The interesting question here is how subjects distribute their gaze among these different intermediate features during execution of the two task conditions pickup and avoid. In order to answer this question, the patches at fixation location across all subjects and tasks are obtained, and each feature vector representing the fixation patch is assigned to the one cluster out of 36 with the smallest Euclidean distance. The resulting histograms are shown in Fig. 9. Additionally, a third histogram shows the relative frequency of each feature in the entire set of images of scenes from the view of individual subjects.

Fig. 9
The set of 36 cluster centers obtained from the image representation using the derivative of Gaussian filters and their relative frequencies. Top: The found clusters sorted from the highest frequency within the scenes on the left to the lowest frequency ...

The histograms together with the cluster centers demonstrate that the vast majority of fixations is directed toward image locations that are well represented by clusters 2, 3, and 4, which represent the solid gray, blue, and purple areas, respectively. While the most often encountered image feature is the solid green patch corresponding to the lawn areas, it is fixated by subjects less than 4% of the time. The likelihood of a fixation being on image regions closest to these three clusters is almost P = 0.80. This shows the remarkable selectivity of gaze during task execution. Closer examination of these histograms shows that in the avoid condition, subjects are twice as likely (P = 0.21 vs. P = 0.10) to fixate an image region that is best characterized by cluster centers 10–13, 15, and 20, which all contain a blue edge within the patch area. The statistical significance is assessed by testing for a difference in the mean of the grouped occurrences of the above clusters between the conditions avoid and pickup because a series of individual comparisons may result in an overestimation of significant differences. The two-way ANOVA with repeated measures is significant both with Bonferroni correction (F = 10.12, P < 0.001) and with Scheffe’s procedure. Thus, in accordance to the results in the previous sections, subjects’ gaze is more likely to be directed to homogeneous regions of the litter objects during pickup and to edges of obstacles in the avoid condition.

Relating the feature statistics to the gaze targets

The above analyses demonstrate that the statistics of image features at the point of gaze are significantly different depending on the ongoing visuomotor task.

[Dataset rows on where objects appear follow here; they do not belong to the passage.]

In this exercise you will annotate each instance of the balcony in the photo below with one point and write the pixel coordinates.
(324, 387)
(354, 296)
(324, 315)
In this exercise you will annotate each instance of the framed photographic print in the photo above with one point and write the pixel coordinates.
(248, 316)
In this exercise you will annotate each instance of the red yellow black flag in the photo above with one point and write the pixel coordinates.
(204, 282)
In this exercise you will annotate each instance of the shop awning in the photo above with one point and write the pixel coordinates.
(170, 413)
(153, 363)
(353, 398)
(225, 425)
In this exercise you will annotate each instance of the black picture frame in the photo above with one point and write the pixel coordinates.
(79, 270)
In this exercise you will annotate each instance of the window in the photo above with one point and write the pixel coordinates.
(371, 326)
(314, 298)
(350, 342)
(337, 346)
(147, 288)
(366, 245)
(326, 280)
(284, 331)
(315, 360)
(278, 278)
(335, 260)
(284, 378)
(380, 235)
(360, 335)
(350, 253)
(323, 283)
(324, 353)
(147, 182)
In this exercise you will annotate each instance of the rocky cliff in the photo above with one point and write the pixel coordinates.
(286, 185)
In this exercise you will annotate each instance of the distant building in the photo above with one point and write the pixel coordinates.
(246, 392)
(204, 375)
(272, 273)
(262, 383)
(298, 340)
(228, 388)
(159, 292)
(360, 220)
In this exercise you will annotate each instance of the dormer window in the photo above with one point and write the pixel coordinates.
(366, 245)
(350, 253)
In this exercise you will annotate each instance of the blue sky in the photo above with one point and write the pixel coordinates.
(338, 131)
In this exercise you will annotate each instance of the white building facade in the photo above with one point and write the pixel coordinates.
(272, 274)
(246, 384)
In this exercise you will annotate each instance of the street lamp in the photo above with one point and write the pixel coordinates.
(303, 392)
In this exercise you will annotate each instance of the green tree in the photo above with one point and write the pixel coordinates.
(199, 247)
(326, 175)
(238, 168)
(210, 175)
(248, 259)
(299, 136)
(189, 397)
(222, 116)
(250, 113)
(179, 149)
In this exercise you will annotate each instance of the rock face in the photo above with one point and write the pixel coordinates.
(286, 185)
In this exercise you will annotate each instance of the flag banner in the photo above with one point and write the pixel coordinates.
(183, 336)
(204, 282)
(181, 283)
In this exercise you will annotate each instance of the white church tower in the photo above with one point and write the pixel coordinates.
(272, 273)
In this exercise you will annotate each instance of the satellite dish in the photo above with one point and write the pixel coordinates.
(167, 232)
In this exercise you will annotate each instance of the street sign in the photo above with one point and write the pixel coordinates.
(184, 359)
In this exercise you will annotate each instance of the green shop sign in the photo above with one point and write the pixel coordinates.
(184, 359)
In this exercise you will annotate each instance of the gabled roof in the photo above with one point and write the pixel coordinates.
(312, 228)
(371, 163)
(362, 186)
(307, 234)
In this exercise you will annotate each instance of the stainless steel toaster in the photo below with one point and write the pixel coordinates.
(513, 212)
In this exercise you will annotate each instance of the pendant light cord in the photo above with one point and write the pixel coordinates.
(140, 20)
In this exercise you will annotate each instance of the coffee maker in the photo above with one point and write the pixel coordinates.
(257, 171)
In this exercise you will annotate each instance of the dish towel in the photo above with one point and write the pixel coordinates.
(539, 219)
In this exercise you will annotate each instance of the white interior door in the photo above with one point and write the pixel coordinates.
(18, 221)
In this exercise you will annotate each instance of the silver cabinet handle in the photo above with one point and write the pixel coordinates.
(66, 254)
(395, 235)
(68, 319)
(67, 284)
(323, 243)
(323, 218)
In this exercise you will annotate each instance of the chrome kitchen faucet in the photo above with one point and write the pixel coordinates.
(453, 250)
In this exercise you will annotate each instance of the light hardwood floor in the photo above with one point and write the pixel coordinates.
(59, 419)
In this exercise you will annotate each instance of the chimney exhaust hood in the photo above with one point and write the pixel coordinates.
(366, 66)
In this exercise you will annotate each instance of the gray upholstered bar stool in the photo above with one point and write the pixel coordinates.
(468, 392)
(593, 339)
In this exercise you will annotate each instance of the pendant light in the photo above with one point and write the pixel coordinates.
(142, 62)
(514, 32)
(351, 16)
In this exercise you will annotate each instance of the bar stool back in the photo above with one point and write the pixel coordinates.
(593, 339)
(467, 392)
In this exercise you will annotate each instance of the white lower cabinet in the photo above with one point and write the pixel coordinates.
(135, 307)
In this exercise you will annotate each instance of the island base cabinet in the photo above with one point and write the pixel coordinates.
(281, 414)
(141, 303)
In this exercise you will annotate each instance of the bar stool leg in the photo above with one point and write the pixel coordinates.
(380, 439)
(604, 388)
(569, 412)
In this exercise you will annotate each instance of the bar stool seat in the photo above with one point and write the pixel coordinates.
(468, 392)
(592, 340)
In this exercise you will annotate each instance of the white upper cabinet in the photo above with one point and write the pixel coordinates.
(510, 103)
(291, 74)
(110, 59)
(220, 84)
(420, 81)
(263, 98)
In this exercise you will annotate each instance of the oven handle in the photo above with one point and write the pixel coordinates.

What these analyses do not reveal is how such differences come about. In order to establish the difference in gaze allocation between tasks that are the cause of these differences, the landing position of the first saccade executed toward obstacles and targets can be marked on these objects, respectively, for the different tasks. The distribution of fixation targets relative to the objects is obtained by averaging across subjects. The colored bars in Fig. 10 show the results for a single subject. The saccade target patterns suggest that this subject is more likely to target the edge of the obstacles, while the center of the litter objects are more likely to be targeted in the pickup condition. The marginal distributions are obtained by normalizing the target distribution of all subjects after convolution with a Gaussian kernel of standard deviation of 0.5 deg, which reflects the uncertainty in the position of the eye tracking measurement.

Fig. 10
Horizontal and vertical marginal distributions of gaze targets on litter objects in the pickup condition (left) and on obstacles in the avoid condition (right). These distributions are obtained using data from all 19 subjects. The plots with targets marked ...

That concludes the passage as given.